Yellen's comments were the one major surprise in the Fed's decision on Wednesday to hike rates by 25 basis points and likely lift them two more times this year even as the labor market improves and inflation firms.
The comments also signaled that the central bank was confident it could rein in inflation, if needed, and that it has the credibility to do so in the event of a sustained spike.
"It’s a reminder 2 percent is not a ceiling on inflation, it’s a target," Yellen told a news conference after the rate decision was released. "There will be some times when inflation is above 2 percent, just like it's been below 2 percent."
Inflation has ticked up globally after years of negative and near-negative rates and massive injections of central bank money into the financial system in a bid to head off deflationary forces.
U.S. headline inflation is about 2 percent already, and core inflation - seen as a better measure of underlying inflation trends because it strips out volatile food and fuel prices -- is expected to reach 2 percent next year.
"They want to make sure they don’t short-circuit the recovery," said Brent Schutte, chief investment strategist at Northwestern Mutual Wealth Management Company. "They are buying themselves some leeway in the future to let inflation tick higher and still not raise rates faster."
Yellen's term as Fed chair has been marked by a cautious approach to raising interest rates, and her comments on Wednesday and in the Fed's policy statement suggest that the central bank is keen to avert a tightening of financial markets if data in coming months shows inflation above the bank's target.
Four years ago, then-Fed Chair Ben Bernanke triggered a bond selloff when he hinted at curtailing the central bank's bond-buying stimulus sooner than markets had expected.

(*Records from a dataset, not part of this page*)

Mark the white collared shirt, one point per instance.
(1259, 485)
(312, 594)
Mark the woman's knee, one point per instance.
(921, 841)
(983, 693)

The "taper tantrum" ended up delaying the Fed's planned return to a more normal stance of monetary policy.
Yellen did not specify how much of an inflation overshoot the Fed would tolerate, though past policymaker comments suggest that 2.25 percent or 2.5 percent inflation would be acceptable to the central bank.
"If we had a little inflation, would that be so terrible?" said Alice Rivlin, a former Fed vice chair now at the Brookings Institution. "It's something the Fed knows very well how to handle."